A interpretação crítica de um filme constitui uma actividade na qual o observador desempenha o papel principal. O texto está inerte até que o espectador/intérprete entra em contacto com ele e constroi uma rede de significação elaborada sobre os campos referenciais construídos pelo autor.
Desde a obra pioneira de Jonathan Culler
A Poética Estruturalista, vários teóricos propuseram que os críticos produzissem as interpretações seguindo regras.
Os significados construídos numa análise crítica são apenas de quatro tipos possíveis: significado referencial, explícito, implícito e sintomático.
O significado referencial é o mais claro na diegese fílmica (usando o filme de Hitchcock
Psycho, (1960) como exemplo, os significados referenciais são retirados da viagem da protagonista Marion Crane desde Phoenix a Fairvale e todos os acontecimentos que ocorrem).
O significado explícito, no entanto, está um nível acima numa escala de abstração (usando o mesmo filme como exemplo, poderemos dizer que os significados explícitos de
Psycho decorrem da ideia de que a demência pode vencer sobre a sanidade mental. Os significados referencias e explícitos são literais e facilmente visíveis e são essenciais para a compreensão de qualquer obra cinematográfica.
Já a significação implícita pressupõe um grau de clareza muito menos evidente (o significado implícito de “Psycho” poderia ser a ambiguidade entre demência e a sanidade). A significação reprimida ou sintomática é aquela que é expressa de forma inconsciente e, por isso, aquela que escapa às intenções do autor da obra (por exemplo, usando uma análise psicanalítica,
Psycho revela o medo masculino da sexualidade da mulher). Por exemplo, Annette Michelson, num ensaio de 1969 publicado na Revista ArtForum, sugeriu que “2001: Odisseia no Espaço” oferecia “um discurso sobre o conhecimento através da percepção como acção e, no fundo, sobre a natureza do meio como cinema de acção, como modo e modelo de cognição” -MICHELSON, Annette, “Bodies in Space: Film as Carnal Knowledge”, Artforum 7,6 (Fevereiro de 1969), p.57.

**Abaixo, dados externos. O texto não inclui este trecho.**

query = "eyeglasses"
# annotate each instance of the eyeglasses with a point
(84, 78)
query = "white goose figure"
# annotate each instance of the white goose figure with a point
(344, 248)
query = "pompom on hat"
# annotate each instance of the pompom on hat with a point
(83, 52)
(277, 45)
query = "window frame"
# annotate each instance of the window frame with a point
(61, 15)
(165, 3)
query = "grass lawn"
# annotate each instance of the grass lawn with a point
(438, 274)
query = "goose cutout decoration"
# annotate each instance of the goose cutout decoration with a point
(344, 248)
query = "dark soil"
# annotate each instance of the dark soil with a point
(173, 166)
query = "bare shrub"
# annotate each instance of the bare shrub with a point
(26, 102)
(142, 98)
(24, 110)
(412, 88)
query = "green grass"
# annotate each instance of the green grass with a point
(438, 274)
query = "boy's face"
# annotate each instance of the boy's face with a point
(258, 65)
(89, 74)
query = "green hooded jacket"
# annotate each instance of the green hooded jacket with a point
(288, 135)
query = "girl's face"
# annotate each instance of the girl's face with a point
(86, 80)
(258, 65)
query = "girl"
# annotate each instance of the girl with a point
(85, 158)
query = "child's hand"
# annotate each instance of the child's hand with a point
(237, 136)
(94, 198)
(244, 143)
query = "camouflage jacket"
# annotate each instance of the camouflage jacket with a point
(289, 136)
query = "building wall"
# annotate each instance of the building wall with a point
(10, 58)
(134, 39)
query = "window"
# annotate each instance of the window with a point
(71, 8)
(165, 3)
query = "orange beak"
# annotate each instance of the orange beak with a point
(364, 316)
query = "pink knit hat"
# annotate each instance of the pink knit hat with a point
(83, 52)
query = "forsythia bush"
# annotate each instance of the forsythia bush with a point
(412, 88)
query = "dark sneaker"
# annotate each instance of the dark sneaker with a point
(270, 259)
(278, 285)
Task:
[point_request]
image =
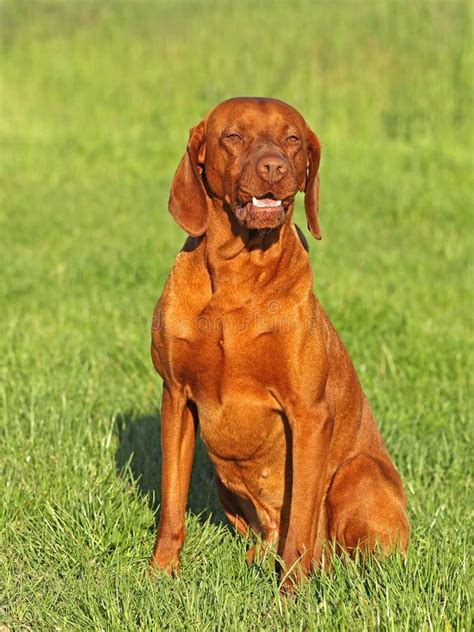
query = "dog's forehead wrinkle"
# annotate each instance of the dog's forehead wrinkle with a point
(247, 112)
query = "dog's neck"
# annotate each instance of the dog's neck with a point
(236, 256)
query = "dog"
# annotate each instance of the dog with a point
(248, 355)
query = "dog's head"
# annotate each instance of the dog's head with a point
(254, 155)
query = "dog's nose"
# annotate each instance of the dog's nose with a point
(272, 168)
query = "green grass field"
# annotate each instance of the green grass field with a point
(96, 101)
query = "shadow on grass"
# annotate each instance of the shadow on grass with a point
(139, 445)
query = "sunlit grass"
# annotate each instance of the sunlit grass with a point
(96, 101)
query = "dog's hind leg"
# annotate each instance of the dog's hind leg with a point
(366, 507)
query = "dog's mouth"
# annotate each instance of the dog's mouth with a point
(262, 212)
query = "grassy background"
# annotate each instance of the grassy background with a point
(96, 101)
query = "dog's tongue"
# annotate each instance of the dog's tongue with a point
(265, 202)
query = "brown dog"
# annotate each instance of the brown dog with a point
(247, 353)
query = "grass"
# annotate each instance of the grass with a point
(96, 100)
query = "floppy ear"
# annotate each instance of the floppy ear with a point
(311, 191)
(188, 199)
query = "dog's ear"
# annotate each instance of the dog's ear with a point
(311, 190)
(188, 198)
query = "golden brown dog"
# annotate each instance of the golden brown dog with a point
(247, 353)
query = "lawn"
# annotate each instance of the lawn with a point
(96, 101)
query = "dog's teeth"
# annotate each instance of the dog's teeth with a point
(265, 203)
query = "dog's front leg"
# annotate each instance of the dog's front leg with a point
(311, 432)
(178, 435)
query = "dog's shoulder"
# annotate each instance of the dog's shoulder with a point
(186, 292)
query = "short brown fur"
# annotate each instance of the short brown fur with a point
(248, 354)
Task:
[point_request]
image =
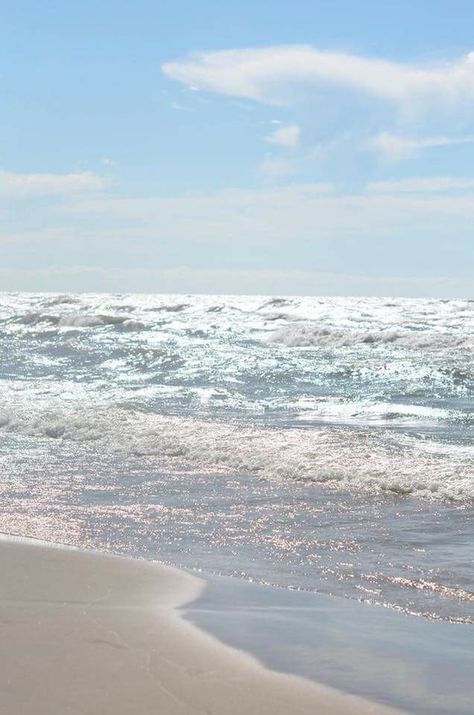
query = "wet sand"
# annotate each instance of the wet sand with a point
(89, 634)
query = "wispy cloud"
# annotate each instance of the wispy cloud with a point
(395, 147)
(421, 185)
(270, 75)
(17, 185)
(286, 136)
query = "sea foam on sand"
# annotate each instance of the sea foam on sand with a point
(86, 633)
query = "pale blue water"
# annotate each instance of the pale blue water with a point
(322, 444)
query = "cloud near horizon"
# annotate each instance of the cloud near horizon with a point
(269, 75)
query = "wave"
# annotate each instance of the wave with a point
(310, 335)
(334, 457)
(79, 320)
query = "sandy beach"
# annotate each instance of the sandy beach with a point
(87, 633)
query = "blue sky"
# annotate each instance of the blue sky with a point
(303, 147)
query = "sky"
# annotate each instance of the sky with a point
(302, 147)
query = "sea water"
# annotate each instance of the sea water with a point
(319, 444)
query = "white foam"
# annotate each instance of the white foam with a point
(310, 335)
(348, 459)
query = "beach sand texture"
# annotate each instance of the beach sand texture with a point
(85, 633)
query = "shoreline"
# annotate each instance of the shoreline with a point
(93, 633)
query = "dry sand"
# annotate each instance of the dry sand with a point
(84, 633)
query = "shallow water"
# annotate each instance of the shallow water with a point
(420, 667)
(322, 444)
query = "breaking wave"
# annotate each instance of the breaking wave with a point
(352, 460)
(310, 335)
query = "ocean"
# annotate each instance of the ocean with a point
(315, 444)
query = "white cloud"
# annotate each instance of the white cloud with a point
(395, 147)
(16, 185)
(270, 75)
(287, 136)
(422, 185)
(280, 215)
(188, 280)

É apenas da construção destes dois últimos níveis de significação (implícito e sintomático) que nasce a interpretação, uma vez que da significação referencial e explícita decorre simplesmente a compreensão da obra.
(Sobre o significado explícito e implícito, ler: Gerald Prince, «Narrative Pragmatics, Message and Point», Poetics 12, 1983, pp. 530-532)

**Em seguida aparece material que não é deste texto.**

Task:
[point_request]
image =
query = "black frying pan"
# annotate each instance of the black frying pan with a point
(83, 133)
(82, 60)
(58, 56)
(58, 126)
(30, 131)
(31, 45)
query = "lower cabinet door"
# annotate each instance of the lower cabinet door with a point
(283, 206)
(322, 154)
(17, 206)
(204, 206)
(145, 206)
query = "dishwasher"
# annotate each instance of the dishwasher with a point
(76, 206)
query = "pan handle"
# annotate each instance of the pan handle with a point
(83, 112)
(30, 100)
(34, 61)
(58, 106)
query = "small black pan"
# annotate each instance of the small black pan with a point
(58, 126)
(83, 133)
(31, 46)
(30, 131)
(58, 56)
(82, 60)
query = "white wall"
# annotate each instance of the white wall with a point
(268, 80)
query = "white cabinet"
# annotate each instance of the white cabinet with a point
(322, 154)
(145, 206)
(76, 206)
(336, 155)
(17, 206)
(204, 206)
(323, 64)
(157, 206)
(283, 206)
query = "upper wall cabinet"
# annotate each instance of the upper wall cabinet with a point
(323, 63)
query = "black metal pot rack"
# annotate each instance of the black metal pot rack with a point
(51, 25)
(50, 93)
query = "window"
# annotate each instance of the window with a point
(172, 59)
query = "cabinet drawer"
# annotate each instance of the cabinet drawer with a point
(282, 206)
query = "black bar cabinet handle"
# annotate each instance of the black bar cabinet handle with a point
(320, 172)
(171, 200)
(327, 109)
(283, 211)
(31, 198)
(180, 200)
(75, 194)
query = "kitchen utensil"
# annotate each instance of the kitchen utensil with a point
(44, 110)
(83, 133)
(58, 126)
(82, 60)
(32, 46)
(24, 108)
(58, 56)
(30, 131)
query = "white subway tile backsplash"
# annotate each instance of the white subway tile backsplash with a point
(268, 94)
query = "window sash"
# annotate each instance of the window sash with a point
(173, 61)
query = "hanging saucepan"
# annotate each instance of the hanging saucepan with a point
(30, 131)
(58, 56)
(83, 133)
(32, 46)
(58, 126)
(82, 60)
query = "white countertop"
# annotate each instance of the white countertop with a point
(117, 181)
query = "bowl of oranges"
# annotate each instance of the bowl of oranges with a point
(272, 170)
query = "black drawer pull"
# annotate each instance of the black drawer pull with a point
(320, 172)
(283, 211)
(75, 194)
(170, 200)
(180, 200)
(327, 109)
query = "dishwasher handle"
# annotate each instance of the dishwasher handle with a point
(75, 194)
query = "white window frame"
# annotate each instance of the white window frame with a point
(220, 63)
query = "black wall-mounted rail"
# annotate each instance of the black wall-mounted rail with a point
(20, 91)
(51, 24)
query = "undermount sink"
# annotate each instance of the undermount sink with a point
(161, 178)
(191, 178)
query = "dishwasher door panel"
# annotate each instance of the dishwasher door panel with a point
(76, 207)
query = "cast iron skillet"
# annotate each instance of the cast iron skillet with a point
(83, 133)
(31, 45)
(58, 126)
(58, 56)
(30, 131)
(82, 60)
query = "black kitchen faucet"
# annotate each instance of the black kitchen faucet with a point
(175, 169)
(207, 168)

Cabe ao crítico construir um conjunto de significação coerente, escolhendo os campos semânticos apropriados à análise do filme, elaborando o melhor modelo de análise, segundo uma metodologia específica. Vendo o filme, o intérprete crítico começa por identificar as indicações que o incitam a executar inferências, que vão desde a actividade de perceber o movimento aparente, passando pelo processo cognitivo de construir laços entre cenas, até ao processo mais aberto da atribuição dos significados abstractos ao filme. Após este trabalho exaustivo, o crítico deverá construir uma justificação capaz de convencer o leitor da sua interpretação. «Ao crítico activo não basta descobrir, quero dizer, construir significados sintomáticos ou explícitos; deve justificá-los através do discurso público. Todos os problemas propostos pela instituição têm uma dimensão retórica, cujo exemplo mais evidente é a busca de uma interpretação convincente.» – BORDWELL, David – El Significado del Filme, Barcelona, Ed. Paidós, 1995, (Trad. de Josetxo Cerdán e Eduardo Iriarte)
Assumindo que os significados mais pertimentes são implícitos e sintomáticos, as actividades principais de um crítico, uma vez escolhido o filme, são: o destacar campos semânticos; traçar o mapa de campo semânticos sobre o filme, em diversos níveis, correlacionando as unidades textuais com características semânticas (aqui entram em jogo a construção de analogias, elaboração de modelos mentais, criação de hipóteses, etc.); articula um argumento que demonstre a inovação, convencendo os leitores da validez da dua interpretação.
Na minha opinião, o mais importante na interpretação crítica é o cuidado com a coerência lógica segundo a metodologia escolhida, uma vez que, como salienta Bordwell na obra citada (p. 160), «Num filme, qualquer imagem ou som permite um número indefinido de descrições verbais, muitas das quais revestem uma infinidade de implicações metafóricas.»